Slaves who had worked diligently for the company for a certain length of time were granted a "half-freedom". 

  • Half-freedom allowed slaves liberty in exchange for an annual tribute to the company and a promise to work at certain times on company projects such as fortifications or public works.
  • Individual slaveowners, such as Director General Peter Stuyvesant, adopted this system as well, and it enabled them to be free of the cost and nuisance of owning slaves year-round that they could only use in certain seasons.
  • For the slaves, half-freedom was better than none at all.  

The purely economic status of slaves in New Netherland contrasted with the malignant and sometimes bizarre racism of the religious British citizens who followed the Dutch into the north Atlantic colonies.

  • Under the English, enslaved Africans continued to be used as farm labor, although never to the extent as in the South. Ultimately, most slaves in the colony of New York lived in New York City where they worked as servants or for craftsmen.i
  • Whereas the Dutch had used slavery as part of their colonial policy, the British used the colony as a market for slaves. "The Duke's representatives in New York -- governors, councilors, and customs officials -- were instructed to promote the importation of slaves by every possible means."iii
     
  • After 1682, as the number of slaves rose (in many places more rapidly than the white population) fears of insurrection mounted, restrictions were applied, and public controls began to be enacted. It became illegal for more than three slaves to meet together on their own time and to ensure enforcement each town was required to appoint a "Negro Whipper" to flog violators.
  • Under English rule, Negroes were convicted in the New York colonial courts on nothing more than heresay.  Free blacks lived in New York at risk of enslavement. The colonial courts ruled that if a white person claimed his black employee was a slave, the burden was on the black person to prove he was. not. Local authorities had all but unlimited power in such cases.
     
  • In 1712, some slaves in New York City rose up in a crude rebellion that was led by African-born slaves, who decided death was preferable to life in bondage.

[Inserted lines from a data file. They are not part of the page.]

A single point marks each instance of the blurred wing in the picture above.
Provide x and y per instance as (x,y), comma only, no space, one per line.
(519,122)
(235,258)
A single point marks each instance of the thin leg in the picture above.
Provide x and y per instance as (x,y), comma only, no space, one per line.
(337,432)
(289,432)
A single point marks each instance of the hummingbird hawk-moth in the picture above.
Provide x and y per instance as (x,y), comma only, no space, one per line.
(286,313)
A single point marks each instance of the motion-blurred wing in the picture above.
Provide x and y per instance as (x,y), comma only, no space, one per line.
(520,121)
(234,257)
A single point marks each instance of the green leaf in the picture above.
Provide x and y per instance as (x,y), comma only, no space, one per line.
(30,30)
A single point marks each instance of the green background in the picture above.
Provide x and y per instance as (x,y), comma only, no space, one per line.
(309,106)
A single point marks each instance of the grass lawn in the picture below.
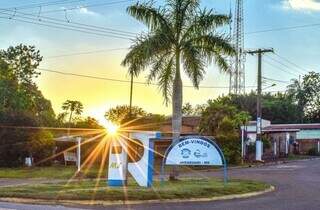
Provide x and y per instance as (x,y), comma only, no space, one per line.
(66,172)
(50,172)
(84,190)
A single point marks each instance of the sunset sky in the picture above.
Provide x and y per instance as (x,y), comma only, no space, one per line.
(58,47)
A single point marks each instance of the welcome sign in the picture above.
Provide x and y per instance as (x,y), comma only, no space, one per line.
(194,150)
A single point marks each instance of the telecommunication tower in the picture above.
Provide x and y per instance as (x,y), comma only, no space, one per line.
(237,64)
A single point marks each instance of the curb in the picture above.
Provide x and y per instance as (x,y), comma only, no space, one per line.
(109,203)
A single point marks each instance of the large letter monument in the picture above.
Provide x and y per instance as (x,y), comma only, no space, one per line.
(190,150)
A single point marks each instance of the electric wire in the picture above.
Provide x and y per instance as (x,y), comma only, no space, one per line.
(43,4)
(123,81)
(74,25)
(279,68)
(85,53)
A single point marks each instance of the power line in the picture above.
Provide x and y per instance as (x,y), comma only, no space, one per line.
(87,6)
(43,4)
(68,23)
(68,28)
(279,68)
(283,64)
(275,80)
(292,63)
(85,53)
(283,28)
(123,81)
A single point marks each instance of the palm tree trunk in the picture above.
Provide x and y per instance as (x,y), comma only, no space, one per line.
(176,109)
(70,117)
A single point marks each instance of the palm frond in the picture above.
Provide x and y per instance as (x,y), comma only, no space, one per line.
(214,43)
(157,66)
(204,23)
(193,64)
(145,50)
(153,18)
(165,79)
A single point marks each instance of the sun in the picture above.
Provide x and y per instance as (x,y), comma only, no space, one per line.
(111,128)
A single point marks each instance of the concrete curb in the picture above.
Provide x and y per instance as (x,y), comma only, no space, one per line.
(109,203)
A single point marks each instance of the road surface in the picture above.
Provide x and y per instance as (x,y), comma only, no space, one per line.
(297,188)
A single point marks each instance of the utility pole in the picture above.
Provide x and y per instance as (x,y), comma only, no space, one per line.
(237,62)
(131,87)
(259,145)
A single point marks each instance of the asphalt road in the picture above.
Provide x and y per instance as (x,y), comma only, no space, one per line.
(297,188)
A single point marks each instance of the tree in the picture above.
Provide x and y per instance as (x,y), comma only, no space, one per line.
(223,121)
(306,95)
(73,107)
(180,32)
(88,122)
(187,109)
(21,103)
(23,61)
(121,114)
(40,145)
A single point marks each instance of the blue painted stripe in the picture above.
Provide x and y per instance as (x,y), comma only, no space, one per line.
(150,164)
(116,183)
(158,135)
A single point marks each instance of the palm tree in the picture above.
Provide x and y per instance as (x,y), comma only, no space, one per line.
(180,32)
(74,107)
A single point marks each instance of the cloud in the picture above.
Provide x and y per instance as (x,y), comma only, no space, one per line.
(84,10)
(301,5)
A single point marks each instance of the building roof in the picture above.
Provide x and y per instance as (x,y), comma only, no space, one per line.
(294,126)
(192,121)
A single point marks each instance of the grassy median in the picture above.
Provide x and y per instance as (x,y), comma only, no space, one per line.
(86,190)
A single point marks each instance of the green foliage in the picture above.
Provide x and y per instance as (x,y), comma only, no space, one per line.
(307,95)
(228,139)
(179,29)
(85,189)
(121,114)
(187,109)
(72,107)
(88,122)
(223,122)
(21,103)
(40,145)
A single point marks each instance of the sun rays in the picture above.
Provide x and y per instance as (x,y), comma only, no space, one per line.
(98,155)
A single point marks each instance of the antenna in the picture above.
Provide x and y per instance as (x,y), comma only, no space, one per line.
(237,64)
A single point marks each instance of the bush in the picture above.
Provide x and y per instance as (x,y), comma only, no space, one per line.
(228,139)
(41,146)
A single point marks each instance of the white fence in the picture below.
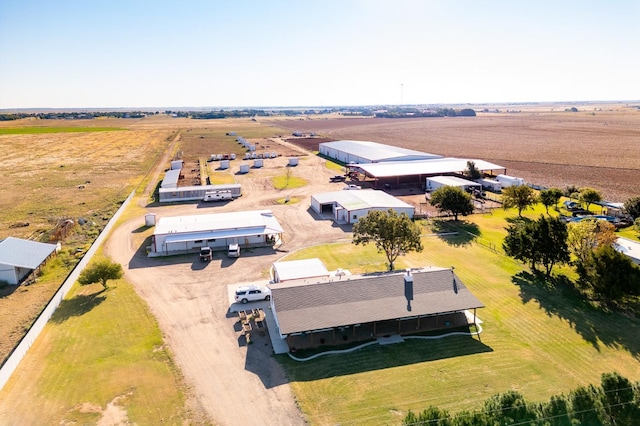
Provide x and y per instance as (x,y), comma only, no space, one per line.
(21,350)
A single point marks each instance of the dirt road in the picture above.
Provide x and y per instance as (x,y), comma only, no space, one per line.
(230,381)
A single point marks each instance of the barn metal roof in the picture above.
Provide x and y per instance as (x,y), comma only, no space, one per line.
(302,307)
(424,167)
(374,151)
(361,199)
(255,221)
(452,181)
(21,253)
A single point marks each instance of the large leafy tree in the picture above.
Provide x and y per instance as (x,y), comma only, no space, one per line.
(392,233)
(589,196)
(610,275)
(452,199)
(632,207)
(550,197)
(543,241)
(100,272)
(587,235)
(521,197)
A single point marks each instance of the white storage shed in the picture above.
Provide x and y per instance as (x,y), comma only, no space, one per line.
(349,206)
(187,234)
(436,182)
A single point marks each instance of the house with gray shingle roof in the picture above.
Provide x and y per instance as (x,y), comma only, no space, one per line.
(335,310)
(19,258)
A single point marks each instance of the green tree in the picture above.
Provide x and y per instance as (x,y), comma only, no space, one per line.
(452,199)
(392,233)
(610,275)
(521,197)
(588,196)
(587,235)
(543,241)
(632,207)
(100,272)
(550,197)
(472,171)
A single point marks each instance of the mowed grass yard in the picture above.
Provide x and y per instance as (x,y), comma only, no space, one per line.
(102,354)
(537,340)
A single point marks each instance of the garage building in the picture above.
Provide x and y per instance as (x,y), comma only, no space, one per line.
(187,234)
(349,206)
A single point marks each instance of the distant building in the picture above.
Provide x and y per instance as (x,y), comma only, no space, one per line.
(350,206)
(19,258)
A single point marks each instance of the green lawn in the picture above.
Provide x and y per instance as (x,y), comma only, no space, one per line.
(539,340)
(102,346)
(42,130)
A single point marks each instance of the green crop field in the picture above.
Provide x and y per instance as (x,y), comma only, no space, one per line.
(538,339)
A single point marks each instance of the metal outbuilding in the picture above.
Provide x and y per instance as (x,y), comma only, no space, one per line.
(349,206)
(361,152)
(187,234)
(19,258)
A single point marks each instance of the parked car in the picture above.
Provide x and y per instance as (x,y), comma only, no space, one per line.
(252,293)
(351,187)
(205,254)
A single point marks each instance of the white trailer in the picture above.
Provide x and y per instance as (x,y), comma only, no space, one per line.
(506,180)
(218,195)
(490,184)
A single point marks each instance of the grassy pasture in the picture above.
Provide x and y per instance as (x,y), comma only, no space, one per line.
(100,347)
(538,340)
(41,130)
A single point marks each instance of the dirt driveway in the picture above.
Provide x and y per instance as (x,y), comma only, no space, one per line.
(230,381)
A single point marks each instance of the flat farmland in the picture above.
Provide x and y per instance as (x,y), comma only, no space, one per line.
(594,147)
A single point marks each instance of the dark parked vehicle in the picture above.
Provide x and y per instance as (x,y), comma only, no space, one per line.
(206,254)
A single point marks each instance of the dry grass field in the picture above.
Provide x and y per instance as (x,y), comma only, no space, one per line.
(599,146)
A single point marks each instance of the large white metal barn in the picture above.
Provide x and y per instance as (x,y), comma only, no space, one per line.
(361,152)
(187,234)
(191,193)
(349,206)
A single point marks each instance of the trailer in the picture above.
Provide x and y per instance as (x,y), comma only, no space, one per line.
(490,184)
(506,180)
(219,195)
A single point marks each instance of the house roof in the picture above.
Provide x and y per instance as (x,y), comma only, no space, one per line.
(361,199)
(21,253)
(255,222)
(434,166)
(301,306)
(374,151)
(299,269)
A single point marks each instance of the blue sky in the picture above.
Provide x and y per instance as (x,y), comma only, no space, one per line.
(239,53)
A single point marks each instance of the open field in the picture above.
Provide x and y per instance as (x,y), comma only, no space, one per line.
(596,147)
(537,340)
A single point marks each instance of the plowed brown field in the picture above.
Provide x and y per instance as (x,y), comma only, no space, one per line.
(595,148)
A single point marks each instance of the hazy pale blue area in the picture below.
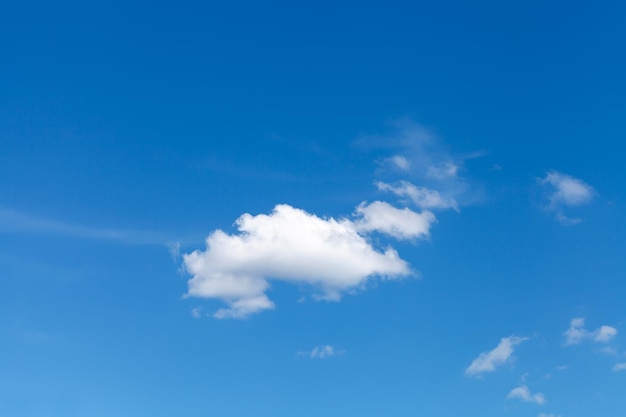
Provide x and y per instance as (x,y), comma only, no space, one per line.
(130,132)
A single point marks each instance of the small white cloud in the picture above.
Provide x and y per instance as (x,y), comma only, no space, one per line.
(577,333)
(443,171)
(399,223)
(174,249)
(321,352)
(523,393)
(196,312)
(422,197)
(619,367)
(294,246)
(565,191)
(604,334)
(489,361)
(399,162)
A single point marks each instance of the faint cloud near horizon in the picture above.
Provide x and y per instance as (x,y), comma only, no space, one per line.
(564,191)
(488,361)
(423,158)
(12,221)
(321,352)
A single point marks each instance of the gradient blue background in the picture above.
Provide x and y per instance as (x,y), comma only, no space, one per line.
(169,120)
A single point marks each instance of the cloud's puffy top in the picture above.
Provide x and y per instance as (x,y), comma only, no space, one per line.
(294,246)
(566,191)
(422,197)
(489,361)
(399,223)
(321,352)
(523,393)
(577,333)
(619,367)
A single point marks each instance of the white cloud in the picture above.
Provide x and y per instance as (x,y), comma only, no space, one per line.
(422,197)
(196,312)
(321,352)
(619,367)
(604,334)
(443,171)
(174,249)
(426,160)
(577,333)
(566,191)
(489,361)
(15,222)
(399,162)
(294,246)
(523,393)
(399,223)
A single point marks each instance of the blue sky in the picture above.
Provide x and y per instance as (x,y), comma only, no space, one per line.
(312,209)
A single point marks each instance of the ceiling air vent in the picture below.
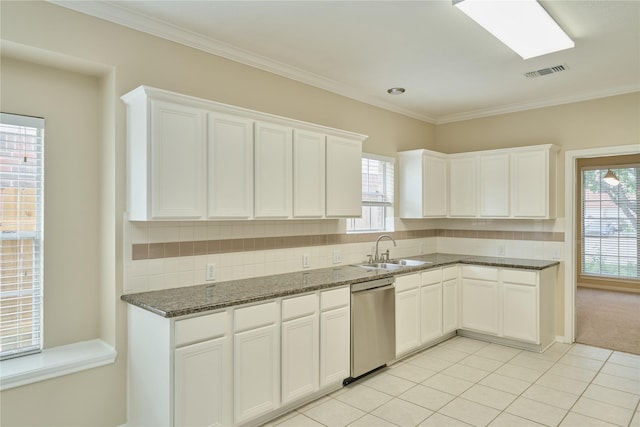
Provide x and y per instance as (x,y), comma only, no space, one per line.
(545,71)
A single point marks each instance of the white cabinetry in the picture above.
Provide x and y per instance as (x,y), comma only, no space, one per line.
(344,177)
(533,172)
(422,183)
(166,170)
(230,161)
(335,336)
(494,184)
(273,170)
(300,347)
(480,299)
(308,174)
(407,313)
(463,185)
(256,361)
(511,304)
(194,159)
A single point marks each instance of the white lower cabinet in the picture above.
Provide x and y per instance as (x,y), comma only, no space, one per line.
(512,304)
(407,313)
(335,336)
(201,398)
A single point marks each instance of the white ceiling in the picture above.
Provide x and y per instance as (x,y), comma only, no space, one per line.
(451,68)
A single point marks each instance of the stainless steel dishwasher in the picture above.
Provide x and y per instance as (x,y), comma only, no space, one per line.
(373,325)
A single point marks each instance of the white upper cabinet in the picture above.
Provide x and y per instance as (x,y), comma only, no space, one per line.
(533,174)
(273,171)
(506,183)
(194,159)
(423,184)
(230,160)
(463,189)
(308,174)
(494,185)
(344,177)
(166,153)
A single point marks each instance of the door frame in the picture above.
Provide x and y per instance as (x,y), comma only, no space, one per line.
(571,198)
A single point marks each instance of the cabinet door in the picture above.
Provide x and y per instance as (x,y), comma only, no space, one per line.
(407,321)
(200,378)
(256,372)
(178,173)
(335,346)
(494,185)
(300,358)
(431,312)
(450,305)
(273,169)
(434,199)
(230,160)
(463,179)
(480,305)
(530,184)
(308,174)
(520,312)
(344,177)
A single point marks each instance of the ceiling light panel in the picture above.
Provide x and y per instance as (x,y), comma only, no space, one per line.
(523,25)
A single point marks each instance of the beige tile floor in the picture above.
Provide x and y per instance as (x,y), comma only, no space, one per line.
(465,382)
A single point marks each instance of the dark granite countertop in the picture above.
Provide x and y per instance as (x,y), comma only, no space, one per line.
(212,296)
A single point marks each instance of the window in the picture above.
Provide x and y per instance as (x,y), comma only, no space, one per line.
(377,196)
(21,196)
(609,223)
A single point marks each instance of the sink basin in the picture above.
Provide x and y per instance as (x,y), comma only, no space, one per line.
(380,265)
(409,262)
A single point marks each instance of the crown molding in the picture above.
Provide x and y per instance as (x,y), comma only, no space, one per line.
(515,108)
(117,14)
(113,12)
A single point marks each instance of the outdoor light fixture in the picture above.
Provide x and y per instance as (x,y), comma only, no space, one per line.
(611,178)
(523,25)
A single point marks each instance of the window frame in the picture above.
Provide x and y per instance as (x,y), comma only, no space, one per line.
(387,204)
(21,178)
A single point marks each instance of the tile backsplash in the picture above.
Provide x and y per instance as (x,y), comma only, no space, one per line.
(162,255)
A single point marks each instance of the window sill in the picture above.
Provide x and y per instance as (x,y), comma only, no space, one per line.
(55,362)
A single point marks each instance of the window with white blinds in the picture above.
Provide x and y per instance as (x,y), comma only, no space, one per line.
(609,223)
(21,238)
(377,196)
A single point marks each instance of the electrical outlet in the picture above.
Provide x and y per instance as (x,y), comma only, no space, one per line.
(210,272)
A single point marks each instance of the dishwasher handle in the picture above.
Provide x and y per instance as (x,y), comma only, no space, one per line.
(380,284)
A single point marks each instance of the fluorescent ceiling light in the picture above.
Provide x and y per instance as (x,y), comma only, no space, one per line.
(523,25)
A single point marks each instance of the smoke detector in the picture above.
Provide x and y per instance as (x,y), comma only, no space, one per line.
(546,71)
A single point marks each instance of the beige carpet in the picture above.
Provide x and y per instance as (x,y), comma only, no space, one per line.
(608,319)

A special court convened by the governor made short work of the rebels. The slaves were burned alive, racked and broken on the wheel, and gibbeted alive in chains. 


So while we have no record of Dorothy Womack’s Schermerhorn family perpetrating the types of abuses described above the fact that they practiced slave ownership and inheritance remain as facts.  The extent to which this applied to Dorothy’s direct forbearers remains to be discovered.  The extent to which we have mixed race cousins from this period also remains unknown, but clearly this would be plausible.  It becomes a matter of profound interest to examine how the family’s values migrated over time, from acceptance and practice of slavery to abolitionist views and then later an emphasis on civil rights and now a central value placed on social justice, celebrating diversity and practicing respect for all cultures, communities and people.